The WP SEO plugin by Yoast recently had a security update. If you’re using an old version, you should update it right away. This is not bad news about the plugin; it’s good news. As soon as a security issue was identified, Yoast updated it and sent out an alert. This is a sign of good attention to security, not of problems.
However, the incident started up some conversations about the Yoast plugin around here, and maybe it has made you wonder, too.
Does the Yoast plugin improve your SEO?
It’s not magic. The plugin will walk you through some basic reminders when you install it. This means that, if you actually take all the steps recommended, your URLs will be good and you’ll have your Webmaster Tools hooked up. If you don’t take the steps, you shouldn’t expect improvements. For us, many of the steps are not necessary because of the way we build websites, and for many business owners, lots of the steps will be hard to understand. However, people in between these two ends of the spectrum may find that the settings — 10 pages worth — are useful time savers.
Once you’ve gone through the settings, the Yoast plugin also helps you make sure that your posts and pages are optimized. You get a simple form where you can input your focus keyword — the thing you think people will be looking for that your post or page will be useful for — and Yoast will make sure that you’ve included your keyword. You can also add a title and meta description in this form.

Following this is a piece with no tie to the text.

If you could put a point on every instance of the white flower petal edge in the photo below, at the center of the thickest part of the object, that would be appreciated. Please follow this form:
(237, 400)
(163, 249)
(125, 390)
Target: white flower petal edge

You can then check Page Analysis to see what Yoast recommends to improve your optimization:
The suggestions are color-coded for importance. Now, we know that Google doesn’t need a particular keyword density any more; since the Hummingbird update, a strong semantic web (which you’ll get in any well-written, focused post) is more important. However, we also know that search engines are still not as good at human language as humans are, so we make sure to use keywords thoughtfully. If we were having trouble getting findable, though, we could use our keyword in a heading. We’re not going to do that automatically because it doesn’t always present the best experience for our human visitors, and neither Google nor prospective clients will enjoy that “overoptimized” effect.

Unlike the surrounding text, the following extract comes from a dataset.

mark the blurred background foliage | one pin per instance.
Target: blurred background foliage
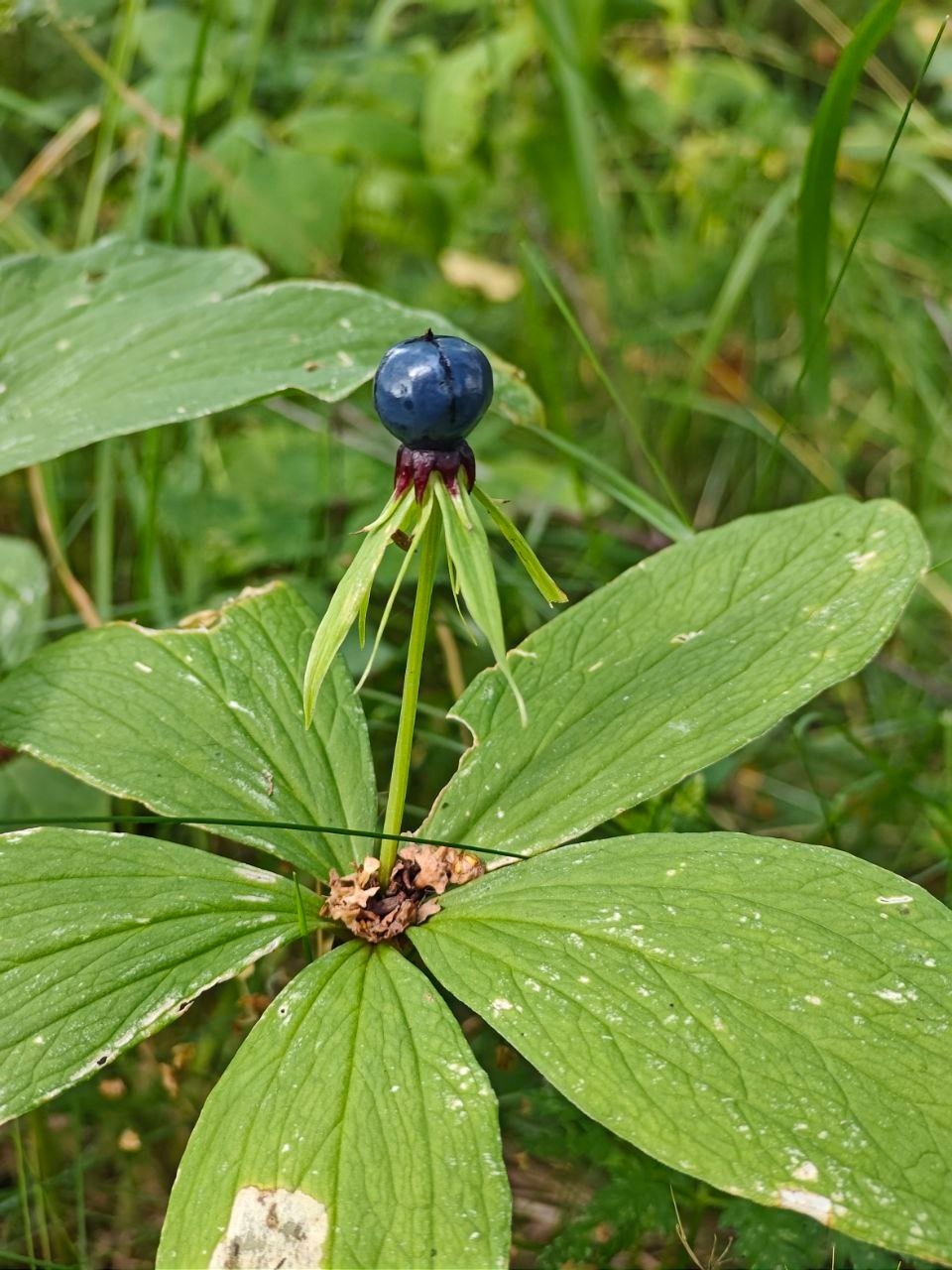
(607, 191)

We mostly like Yoast because it gives a nice line of green dots for clients to admire.
But we do see websites where the site owner has a not so nice line of red dots. Using the suggestions can help get better results.
There’s also an Advanced screen which allows you to tell visiting robots what you want them to do (it’s up to them whether or not to follow these instructions):
And a Social screen where you can specify different introductory content for Facebook and Twitter:
We use other tools for this, but it occurs to me that other people also share posts, so it would make sense to customize your post in this way — we’ll probably take that up.

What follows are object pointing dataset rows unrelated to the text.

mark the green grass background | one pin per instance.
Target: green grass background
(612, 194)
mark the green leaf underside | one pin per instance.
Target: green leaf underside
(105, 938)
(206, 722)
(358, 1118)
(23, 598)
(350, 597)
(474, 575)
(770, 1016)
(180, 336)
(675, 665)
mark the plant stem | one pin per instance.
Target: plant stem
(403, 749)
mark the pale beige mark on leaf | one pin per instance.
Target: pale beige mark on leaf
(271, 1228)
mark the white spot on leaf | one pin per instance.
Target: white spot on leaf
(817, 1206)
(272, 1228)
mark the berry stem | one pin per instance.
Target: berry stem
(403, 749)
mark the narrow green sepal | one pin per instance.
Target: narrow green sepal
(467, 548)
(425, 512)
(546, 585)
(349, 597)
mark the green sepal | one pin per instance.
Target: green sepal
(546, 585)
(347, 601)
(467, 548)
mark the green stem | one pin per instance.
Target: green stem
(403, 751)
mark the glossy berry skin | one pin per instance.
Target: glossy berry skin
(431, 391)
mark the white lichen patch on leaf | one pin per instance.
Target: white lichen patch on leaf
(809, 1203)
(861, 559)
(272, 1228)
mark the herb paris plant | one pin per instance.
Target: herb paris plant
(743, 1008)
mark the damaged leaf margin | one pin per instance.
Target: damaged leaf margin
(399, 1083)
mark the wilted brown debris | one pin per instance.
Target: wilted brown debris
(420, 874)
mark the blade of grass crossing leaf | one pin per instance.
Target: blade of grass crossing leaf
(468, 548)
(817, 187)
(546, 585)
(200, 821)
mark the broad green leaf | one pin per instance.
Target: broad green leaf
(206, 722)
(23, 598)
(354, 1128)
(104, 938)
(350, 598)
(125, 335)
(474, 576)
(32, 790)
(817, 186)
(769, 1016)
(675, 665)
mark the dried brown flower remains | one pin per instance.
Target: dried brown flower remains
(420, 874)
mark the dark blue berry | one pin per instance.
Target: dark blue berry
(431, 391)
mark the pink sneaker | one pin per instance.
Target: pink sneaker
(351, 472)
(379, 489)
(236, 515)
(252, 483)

The point here is that the plugin has a lot of good stuff to offer, but all of it is stuff you must do with your posts. It’s not automatic.
It’s up to you.
Will you take the extra time to use the Yoast plugin to improve the way your posts and pages communicate with search engines? Will you or your content writers be trained by use of the plugin so that your posts and pages end up better optimized out of the gate? If not, there’s not much point to using the plugin.
However, there’s no danger to using it. A plugin which is updated as soon as a security issue is identified is a plugin that doesn’t create security problems.